Dans ce dossier, Apple court cependant peu de risques: il ne détient, avec son système iOS, que 32% du marché des systèmes d’exploitation pour téléphones en Europe, et Bruxelles aurait de la peine à le juger en position dominante. En plus, il n’est pas certain que le futur Digital Markets Act, en consultation auprès des Etats membres, offre au final la possibilité à Bruxelles d’imposer le «sideloading».
Le paiement par téléphone
Le 6 octobre, l’agence Reuters affirmait que la Commission européenne était proche d’imposer une lourde amende à Apple pour son système de paiement, et de le forcer à l’ouvrir à la concurrence. Le point de friction, c’est la puce NFC qui se trouve dans les téléphones. Apple interdit à des apps tierces d’utiliser cette puce pour des paiements sans fil, par exemple, forçant ainsi le service suisse Twint à employer le Bluetooth, moins efficace. Apple se réserve cette puce pour son service Apple Pay. A l’inverse, Google autorise d’autres fournisseurs de services à utiliser la puce NFC installée dans les téléphones Android.
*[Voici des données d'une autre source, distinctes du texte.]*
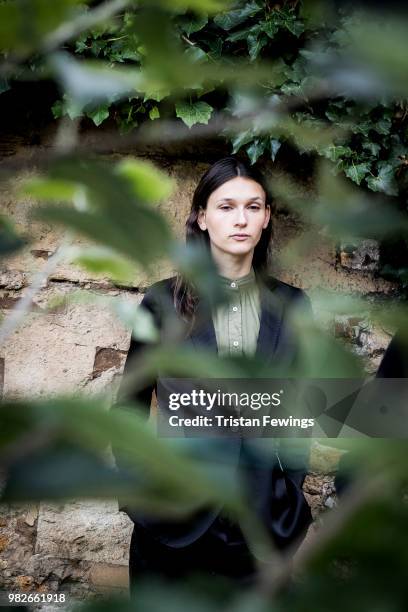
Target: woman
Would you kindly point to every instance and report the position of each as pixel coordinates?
(231, 216)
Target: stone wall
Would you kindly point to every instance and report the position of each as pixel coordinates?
(82, 546)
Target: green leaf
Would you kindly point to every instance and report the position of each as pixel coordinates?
(256, 149)
(196, 54)
(296, 27)
(231, 19)
(372, 147)
(193, 24)
(50, 189)
(4, 85)
(196, 112)
(148, 183)
(383, 126)
(94, 81)
(98, 115)
(58, 109)
(238, 35)
(240, 139)
(110, 213)
(275, 145)
(154, 113)
(9, 239)
(336, 152)
(357, 172)
(100, 260)
(270, 28)
(385, 180)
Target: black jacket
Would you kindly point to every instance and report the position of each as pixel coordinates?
(277, 496)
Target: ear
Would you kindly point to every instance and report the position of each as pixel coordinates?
(267, 216)
(201, 219)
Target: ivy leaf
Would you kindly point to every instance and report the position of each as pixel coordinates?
(241, 139)
(196, 112)
(238, 35)
(372, 147)
(336, 152)
(58, 109)
(296, 27)
(196, 54)
(385, 180)
(270, 28)
(98, 115)
(231, 19)
(383, 126)
(189, 26)
(215, 47)
(255, 45)
(357, 172)
(256, 149)
(148, 183)
(155, 94)
(275, 145)
(154, 113)
(4, 85)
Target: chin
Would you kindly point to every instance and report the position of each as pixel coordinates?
(239, 249)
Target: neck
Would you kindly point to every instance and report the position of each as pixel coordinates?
(232, 266)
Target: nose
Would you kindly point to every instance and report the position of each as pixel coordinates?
(241, 218)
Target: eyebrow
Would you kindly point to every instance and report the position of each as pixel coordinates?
(232, 199)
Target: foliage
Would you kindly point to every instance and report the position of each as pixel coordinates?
(279, 77)
(371, 148)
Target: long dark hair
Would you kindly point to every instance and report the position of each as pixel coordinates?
(225, 169)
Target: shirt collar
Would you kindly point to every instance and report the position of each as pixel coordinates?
(243, 283)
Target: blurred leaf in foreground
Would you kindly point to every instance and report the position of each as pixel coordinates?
(108, 211)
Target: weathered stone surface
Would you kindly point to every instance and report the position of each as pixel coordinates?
(55, 352)
(82, 547)
(17, 539)
(365, 339)
(362, 256)
(84, 530)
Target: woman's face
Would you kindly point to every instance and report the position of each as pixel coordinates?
(235, 217)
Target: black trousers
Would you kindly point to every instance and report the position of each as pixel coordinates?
(210, 554)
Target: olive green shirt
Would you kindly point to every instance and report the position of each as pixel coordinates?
(237, 323)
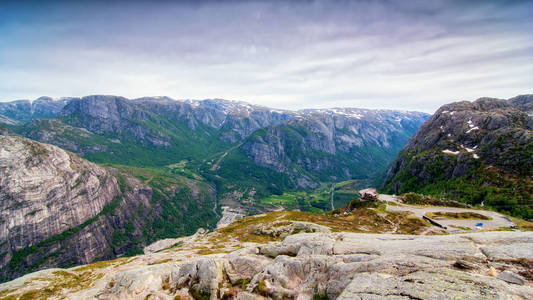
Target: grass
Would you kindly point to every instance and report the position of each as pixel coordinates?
(359, 220)
(461, 227)
(457, 215)
(316, 201)
(523, 224)
(59, 283)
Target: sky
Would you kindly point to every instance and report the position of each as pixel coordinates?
(410, 55)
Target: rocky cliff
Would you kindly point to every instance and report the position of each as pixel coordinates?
(25, 110)
(239, 146)
(331, 145)
(61, 210)
(479, 152)
(271, 257)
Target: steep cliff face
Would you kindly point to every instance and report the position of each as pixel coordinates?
(280, 256)
(332, 145)
(61, 210)
(479, 151)
(24, 110)
(46, 191)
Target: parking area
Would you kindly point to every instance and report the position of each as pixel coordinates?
(452, 225)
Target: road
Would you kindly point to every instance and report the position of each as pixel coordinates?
(498, 220)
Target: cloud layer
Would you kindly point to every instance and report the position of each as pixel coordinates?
(413, 55)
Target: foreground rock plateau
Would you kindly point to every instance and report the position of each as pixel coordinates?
(315, 263)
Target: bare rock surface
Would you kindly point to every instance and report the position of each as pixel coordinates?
(336, 265)
(45, 191)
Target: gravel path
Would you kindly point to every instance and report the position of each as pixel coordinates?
(498, 220)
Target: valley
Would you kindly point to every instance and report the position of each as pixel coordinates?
(124, 184)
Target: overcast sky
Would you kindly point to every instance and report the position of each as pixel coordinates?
(414, 55)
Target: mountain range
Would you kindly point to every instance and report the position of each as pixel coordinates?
(125, 173)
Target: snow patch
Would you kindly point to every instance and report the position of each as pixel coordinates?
(450, 152)
(471, 129)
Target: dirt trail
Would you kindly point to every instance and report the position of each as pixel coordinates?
(498, 220)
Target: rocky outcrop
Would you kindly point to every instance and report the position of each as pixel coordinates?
(342, 265)
(46, 191)
(332, 145)
(61, 210)
(25, 110)
(488, 139)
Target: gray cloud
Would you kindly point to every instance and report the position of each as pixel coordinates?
(379, 54)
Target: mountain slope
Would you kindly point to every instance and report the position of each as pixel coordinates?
(61, 210)
(24, 110)
(240, 147)
(321, 146)
(477, 152)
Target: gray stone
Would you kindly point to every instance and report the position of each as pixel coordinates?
(511, 277)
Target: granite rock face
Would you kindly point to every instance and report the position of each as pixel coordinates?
(45, 191)
(59, 209)
(24, 110)
(338, 265)
(332, 144)
(488, 138)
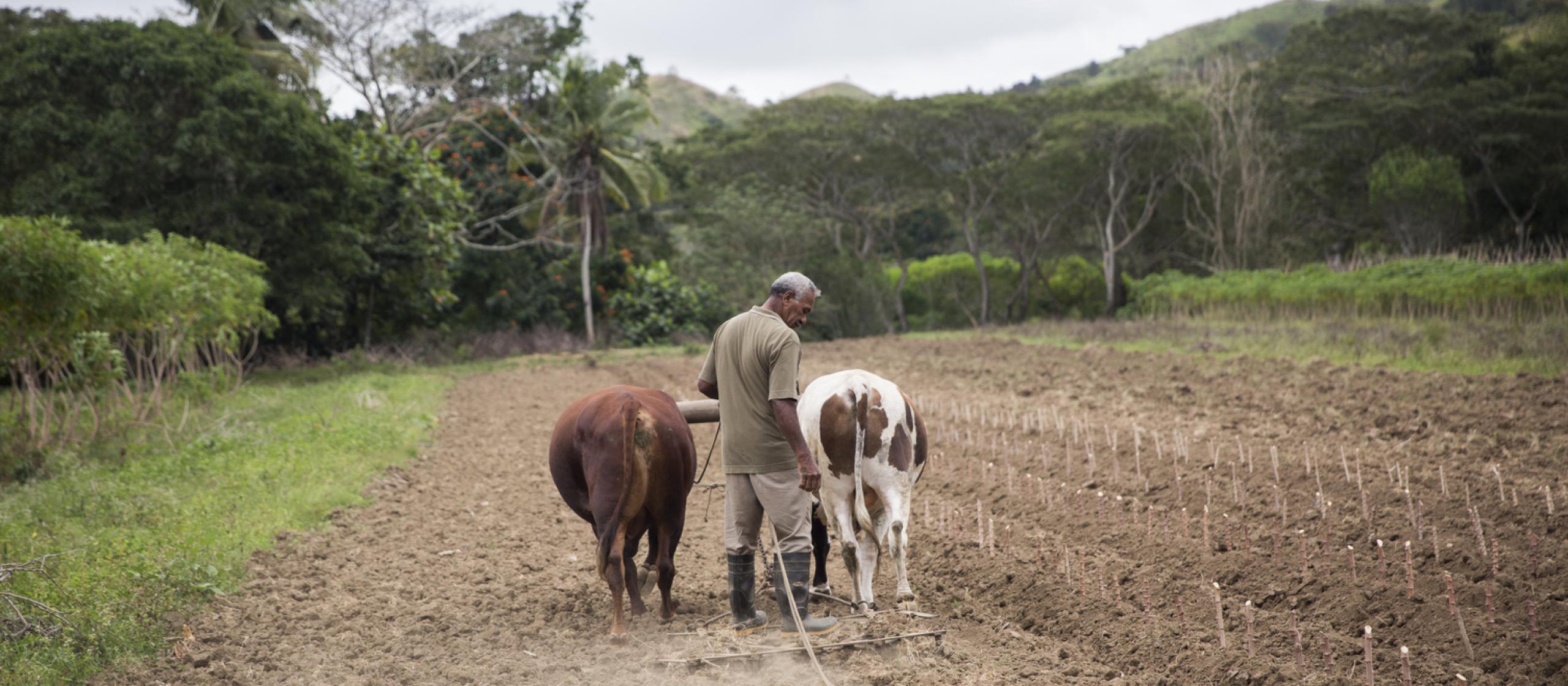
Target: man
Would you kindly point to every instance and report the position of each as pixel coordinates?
(752, 373)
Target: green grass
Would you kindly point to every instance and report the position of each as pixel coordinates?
(1418, 345)
(176, 519)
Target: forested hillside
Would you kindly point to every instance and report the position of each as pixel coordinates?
(500, 192)
(681, 107)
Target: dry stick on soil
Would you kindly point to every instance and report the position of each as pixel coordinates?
(1459, 617)
(1295, 631)
(1366, 649)
(1480, 538)
(1247, 611)
(1219, 611)
(756, 654)
(794, 611)
(1536, 555)
(1496, 552)
(1501, 497)
(1410, 574)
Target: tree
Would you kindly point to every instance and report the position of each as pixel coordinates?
(412, 237)
(968, 145)
(258, 29)
(1230, 178)
(397, 57)
(206, 148)
(1418, 196)
(1121, 137)
(1360, 83)
(586, 141)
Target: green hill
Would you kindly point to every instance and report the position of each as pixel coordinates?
(682, 107)
(1253, 33)
(838, 88)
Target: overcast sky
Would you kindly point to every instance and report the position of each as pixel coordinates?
(771, 51)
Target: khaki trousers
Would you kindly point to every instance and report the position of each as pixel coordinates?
(777, 494)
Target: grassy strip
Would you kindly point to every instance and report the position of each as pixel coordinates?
(170, 529)
(1420, 345)
(1424, 287)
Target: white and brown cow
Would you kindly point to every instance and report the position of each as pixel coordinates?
(871, 440)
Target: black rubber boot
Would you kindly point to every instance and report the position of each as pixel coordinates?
(742, 594)
(793, 580)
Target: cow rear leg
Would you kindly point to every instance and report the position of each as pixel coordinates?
(899, 547)
(647, 575)
(866, 566)
(897, 539)
(819, 552)
(634, 538)
(843, 521)
(615, 575)
(667, 566)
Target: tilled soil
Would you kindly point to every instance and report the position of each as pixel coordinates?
(468, 567)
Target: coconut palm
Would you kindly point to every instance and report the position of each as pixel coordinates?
(258, 27)
(586, 145)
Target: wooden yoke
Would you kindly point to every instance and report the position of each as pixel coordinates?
(700, 412)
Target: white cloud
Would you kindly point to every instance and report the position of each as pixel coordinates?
(777, 49)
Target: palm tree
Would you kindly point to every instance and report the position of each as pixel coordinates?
(258, 27)
(590, 154)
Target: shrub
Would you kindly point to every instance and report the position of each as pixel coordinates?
(90, 328)
(656, 306)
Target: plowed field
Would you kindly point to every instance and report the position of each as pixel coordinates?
(1099, 564)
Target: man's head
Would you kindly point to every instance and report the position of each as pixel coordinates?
(793, 296)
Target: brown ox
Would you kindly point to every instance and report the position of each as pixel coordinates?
(623, 459)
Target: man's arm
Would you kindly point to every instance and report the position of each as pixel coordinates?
(789, 423)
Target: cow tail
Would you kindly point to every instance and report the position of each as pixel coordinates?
(628, 464)
(861, 514)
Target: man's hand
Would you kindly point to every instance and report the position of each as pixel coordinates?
(810, 477)
(789, 423)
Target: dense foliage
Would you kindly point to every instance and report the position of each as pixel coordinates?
(94, 331)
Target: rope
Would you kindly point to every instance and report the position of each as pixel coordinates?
(709, 454)
(794, 609)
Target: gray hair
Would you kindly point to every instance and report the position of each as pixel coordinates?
(796, 282)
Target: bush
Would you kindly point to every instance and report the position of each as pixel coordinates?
(90, 328)
(1074, 287)
(944, 290)
(656, 306)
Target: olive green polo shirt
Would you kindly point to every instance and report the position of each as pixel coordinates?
(755, 359)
En novembre 2019, Bruxelles ouvrait une enquête préliminaire contre Apple, soupçonné d’entrave à la concurrence. Mais même si une amende et une sanction devaient intervenir – ce qui est loin d’être inéluctable – Apple fera appel. Avec au final des chances de succès et surtout des années de procédure en plus, ce qui permettra à la multinationale d’imposer un peu plus son système Apple Pay, nettement plus utilisé que Google Pay et Samsung Pay.
Les chargeurs
Il y a trois semaines, la Commission européenne réaffirmait son ambition d’imposer un chargeur unique pour les téléphones, avec le port USB-C. Et à nouveau, Apple, qui fait bande à part avec son port Lightning, a dit tout le mal qu’il pensait de cette idée.
Bruxelles espère un texte contraignant «d’ici quelques semestres». Mais sur ce dossier, Apple est serein. L’UE affiche un tel objectif depuis douze ans, sans aucun résultat tangible. Et surtout, il est fort possible que dans quelques années ce ne sera plus l’objet d’un débat, tous les connecteurs ayant disparu au profit de systèmes sans fil, même pour la recharge.